Год в Нерчинске, три года в Чите. И, наконец, специально для декабристов выстроенная тюрьма в Петровском заводе. Потерей здоровья, а некоторые декабристы и жизнью заплатили, во-первых, за неосмотрительность коменданта Лепарского — он болотистую низину, в которой была выстроена тюрьма, принял за удобный милый лужок с цветами и изумрудной зеленью, а во-вторых, за торопливость исполнения монаршего приказа поскорее разместить в плохо построенной, невысохшей тюрьме своих «друзей по 14 декабря». Мало того, в этом остроге-новостройке были такие маленькие, а главное неудобно расположенные окна, что даже среди дня в камерах было почти темно.

Екатерина Ивановна писала матери об этой новой тюрьме: «Мы все находимся в остроге вот уже четыре дня. Нам не разрешили взять с собой детей, но если бы даже позволили, то все равно это было бы невыполнимо из-за местных условий и строгих тюремных правил... Если позволите, я опишу вам наше тюремное помещение. Я живу в очень маленькой комнатке с одним окном, на высоте сажени от пола, выходит в коридор, освещенный также маленькими окнами. Темь в моей комнате такая, что мы в полдень не видим без свечей. В стенах так много щелей, ото всюду дует ветер, и сырость так велика, что пронизывает до костей».

О том же 21 июня 1830 г., Екатерина Ивановна писала отцу, графу Лавалю: «Я приехала в Сибирь ради мужа — чтобы заботиться о нем». Но для этого ей приходится заключить себя в тюрьму вместе с ним — «настоящую могилу, узкую, сырую и нездоровую». Мало того, она, оставляя дома свою малышку Александру, подвергает опасности жизнь ребенка.

А перед этим она писала прошение Бенкендорфу разрешить ей видеться с мужем у себя дома ежедневно, как это было позволено в Чите. Ибо в тюрьме быть с ребенком не могла — она подробно описала шефу III Отделения невыносимые условия жизни в Петровском заводе. И снова женщины устраивают настоящий бунт.

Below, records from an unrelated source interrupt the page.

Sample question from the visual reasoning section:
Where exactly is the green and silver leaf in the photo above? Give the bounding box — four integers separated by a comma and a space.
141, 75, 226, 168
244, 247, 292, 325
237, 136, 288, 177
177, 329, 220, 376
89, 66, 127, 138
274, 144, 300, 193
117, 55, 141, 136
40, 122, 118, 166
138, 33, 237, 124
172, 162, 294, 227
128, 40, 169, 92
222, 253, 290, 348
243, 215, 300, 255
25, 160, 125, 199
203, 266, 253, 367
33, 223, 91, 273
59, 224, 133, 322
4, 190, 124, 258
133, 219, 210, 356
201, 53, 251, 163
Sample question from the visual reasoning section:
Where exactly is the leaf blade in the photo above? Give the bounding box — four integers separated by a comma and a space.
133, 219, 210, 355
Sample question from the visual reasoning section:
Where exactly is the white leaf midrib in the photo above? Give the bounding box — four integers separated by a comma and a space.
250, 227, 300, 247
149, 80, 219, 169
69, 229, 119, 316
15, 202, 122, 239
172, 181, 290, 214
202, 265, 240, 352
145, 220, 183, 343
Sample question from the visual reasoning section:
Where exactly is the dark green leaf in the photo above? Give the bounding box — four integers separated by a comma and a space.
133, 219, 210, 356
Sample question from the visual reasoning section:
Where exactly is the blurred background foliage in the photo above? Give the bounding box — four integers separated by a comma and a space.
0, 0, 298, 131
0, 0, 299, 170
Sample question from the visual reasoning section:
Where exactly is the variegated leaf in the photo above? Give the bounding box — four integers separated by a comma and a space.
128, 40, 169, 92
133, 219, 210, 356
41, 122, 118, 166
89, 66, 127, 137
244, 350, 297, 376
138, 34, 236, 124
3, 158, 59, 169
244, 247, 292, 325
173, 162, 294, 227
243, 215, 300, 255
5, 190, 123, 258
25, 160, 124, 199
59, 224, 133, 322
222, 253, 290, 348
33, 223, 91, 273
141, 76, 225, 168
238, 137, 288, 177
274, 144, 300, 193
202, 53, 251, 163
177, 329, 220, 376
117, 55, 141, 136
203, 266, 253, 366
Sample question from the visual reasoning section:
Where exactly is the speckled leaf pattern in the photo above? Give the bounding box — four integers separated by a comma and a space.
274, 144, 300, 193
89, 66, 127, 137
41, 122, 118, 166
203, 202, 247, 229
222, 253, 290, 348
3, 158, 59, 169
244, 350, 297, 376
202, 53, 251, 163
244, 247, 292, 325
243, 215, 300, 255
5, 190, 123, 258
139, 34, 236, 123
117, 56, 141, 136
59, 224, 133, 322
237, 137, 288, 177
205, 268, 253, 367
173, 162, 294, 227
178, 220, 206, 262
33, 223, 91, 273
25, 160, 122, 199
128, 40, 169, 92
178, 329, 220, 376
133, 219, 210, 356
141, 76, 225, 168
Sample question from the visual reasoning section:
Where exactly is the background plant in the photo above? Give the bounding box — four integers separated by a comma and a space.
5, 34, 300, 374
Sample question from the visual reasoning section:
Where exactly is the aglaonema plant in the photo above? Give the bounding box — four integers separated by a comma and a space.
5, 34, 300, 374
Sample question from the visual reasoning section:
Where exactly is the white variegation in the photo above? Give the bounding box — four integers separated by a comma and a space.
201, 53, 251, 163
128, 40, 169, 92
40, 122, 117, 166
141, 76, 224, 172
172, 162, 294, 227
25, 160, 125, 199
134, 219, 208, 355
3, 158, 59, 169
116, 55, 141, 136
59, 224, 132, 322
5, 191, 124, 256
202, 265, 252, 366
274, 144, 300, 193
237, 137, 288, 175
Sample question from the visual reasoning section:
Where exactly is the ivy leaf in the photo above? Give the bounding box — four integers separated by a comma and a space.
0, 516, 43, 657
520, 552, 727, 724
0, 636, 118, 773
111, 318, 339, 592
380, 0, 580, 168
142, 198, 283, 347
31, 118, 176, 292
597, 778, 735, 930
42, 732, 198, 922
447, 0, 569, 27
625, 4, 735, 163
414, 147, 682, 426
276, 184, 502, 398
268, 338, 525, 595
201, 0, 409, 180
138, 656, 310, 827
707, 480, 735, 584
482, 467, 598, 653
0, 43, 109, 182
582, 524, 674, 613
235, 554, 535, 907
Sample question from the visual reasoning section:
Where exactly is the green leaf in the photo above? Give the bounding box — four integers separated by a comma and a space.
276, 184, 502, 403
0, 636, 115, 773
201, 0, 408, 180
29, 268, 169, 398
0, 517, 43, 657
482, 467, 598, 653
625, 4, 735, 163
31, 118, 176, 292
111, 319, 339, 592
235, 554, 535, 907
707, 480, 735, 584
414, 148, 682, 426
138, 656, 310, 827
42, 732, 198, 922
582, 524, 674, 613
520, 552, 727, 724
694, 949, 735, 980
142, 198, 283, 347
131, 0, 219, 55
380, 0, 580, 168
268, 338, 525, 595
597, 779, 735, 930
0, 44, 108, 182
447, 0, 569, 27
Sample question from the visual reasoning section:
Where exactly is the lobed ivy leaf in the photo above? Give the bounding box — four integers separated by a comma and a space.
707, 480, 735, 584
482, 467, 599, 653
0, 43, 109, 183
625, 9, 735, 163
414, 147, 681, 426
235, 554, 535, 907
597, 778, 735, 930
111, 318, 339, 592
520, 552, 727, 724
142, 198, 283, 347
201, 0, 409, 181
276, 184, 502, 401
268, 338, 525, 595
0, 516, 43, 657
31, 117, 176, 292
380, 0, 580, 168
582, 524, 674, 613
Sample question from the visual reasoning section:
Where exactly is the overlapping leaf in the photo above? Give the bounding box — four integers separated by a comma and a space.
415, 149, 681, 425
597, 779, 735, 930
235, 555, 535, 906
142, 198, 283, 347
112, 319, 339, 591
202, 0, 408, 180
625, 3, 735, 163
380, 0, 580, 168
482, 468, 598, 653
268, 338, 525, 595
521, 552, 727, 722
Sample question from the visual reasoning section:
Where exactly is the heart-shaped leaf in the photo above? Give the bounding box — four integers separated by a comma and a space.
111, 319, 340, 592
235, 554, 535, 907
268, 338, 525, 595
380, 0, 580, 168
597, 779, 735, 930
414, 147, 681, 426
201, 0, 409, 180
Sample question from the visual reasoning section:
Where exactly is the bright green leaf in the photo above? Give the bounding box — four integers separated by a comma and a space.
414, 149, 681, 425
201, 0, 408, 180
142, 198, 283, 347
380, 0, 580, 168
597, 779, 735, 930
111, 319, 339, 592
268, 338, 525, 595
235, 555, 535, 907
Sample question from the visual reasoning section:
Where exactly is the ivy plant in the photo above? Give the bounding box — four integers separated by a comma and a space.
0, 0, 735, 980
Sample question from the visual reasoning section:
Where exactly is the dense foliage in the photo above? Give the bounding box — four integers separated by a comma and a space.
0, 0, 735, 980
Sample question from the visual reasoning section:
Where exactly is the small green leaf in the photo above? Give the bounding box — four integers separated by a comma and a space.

Они засыпают письмами Петербург и Москву — родным, близким, светским знакомым, в которых живописуют условия, в которые попали после Читы, считая их в «тысячу раз худшими». Посылали жалобы и прошения и к Бенкендорфу.

Говоря о бунте женщин, оказавшихся в поистине адовых условиях в тюрьме Петровского завода, следует иметь в виду, что на этот бунт решались только те, родственники которых были близки ко двору, с которыми считался неукротимый монарх: Волконская, Трубецкая, Муравьева, Нарышкина, Фонвизина...

***

Женщины приехали в Петровский завод раньше партии заключенных. А.Г. Муравьевой удалось купить дом прямо напротив острога. И когда декабристы пришли в Петровский, женщины «выстроились» именно у этого дома и приветствовали всех.

И Екатерина Ивановна возле каземата построила собственный дом. Рядом и напротив расположились дома других декабристских жен — образовалась настоящая улица, которую назвали Дамской. А местные жители окрестили ее Барской.

Екатерине Ивановне в Петровском заводе, как и на поселении в Оёке, а потом в Иркутске, удалось так разумно, уютно, даже комфортно организовать свой дом и быт, будто за окном вовсе не было безнадежной Сибири.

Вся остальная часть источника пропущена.